Russia is on the brink of sinking into Third World status, President Vladimir Putin warned in his recent state of the nation address. The country faces a combination of rising crime, entrenched cronyism, high taxes and the "whim of bureaucrats," which threatens Russia's economic health, he said. Also troubling is the country's falling birth rate which could make Russia a senile nation. Russia is benefiting from rising oil prices, which mean the country has higher oil revenues pouring into its coffers, but it's not enough to offset all these problems.

To ward off the crisis, Mr. Putin offered a number of proposals. Some concerned the country's governing structure. Last month, for example, he asked for authority to fire law-breaking governors, effectively but not coincidentally centralizing power in his own hands. On the other hand, he called for a more independent judiciary. It's a generous sentiment, but to date it is little more than that. In fact, his administration has done little to support the independence of the courts, which are in urgent need of resources and greater authority.
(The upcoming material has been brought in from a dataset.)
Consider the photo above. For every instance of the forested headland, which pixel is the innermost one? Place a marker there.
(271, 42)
Some proposals involved economic reform. Mr. Putin strongly endorsed a stronger banking system, clear property rights and lower taxes. He also said it was crucial to stop unnecessary state intervention in the markets. But he shows little sign of resisting the impulse to intervene himself.

Surprising many observers, Mr. Putin stressed the importance of a free press. But the Russian president seemed conflicted on this point, criticizing the use of the media as a "tool for fighting government" and the influence of media tycoons on journalists. In fact, Mr. Putin seems partial to a free press only in theory, as evidenced by the May raid on Russia's only national media company, Media-Most, by armed "tax collectors" wearing black ski masks. The company's owner, Vladimir Gusinsky, was detained about one month later for three days. Media-Most had been highly critical of the Kremlin's war on Chechnya. Other critics of the war haven't fared much better. Andrei Babitskii, a Radio Free Europe journalist, was detained by the Russian military in January on the flimsiest of pretexts.

If Mr. Putin's ostensible agenda seems confused, even inscrutable, his record is not. Mr. Putin has shown, through his brutality towards Chechens, that he is willing to impose unspeakable suffering on others to consolidate his own, and his country's, power. He seems to want to consolidate democracy in Russia for posterity's sake but prefers to be unrestrained by its checks and balances himself.

Mr. Putin's widespread popularity in Russia is a source of real strength. He should use that power to create the right conditions for an effective democracy. Russia needs more than a strong president to take on its deeply entrenched problems.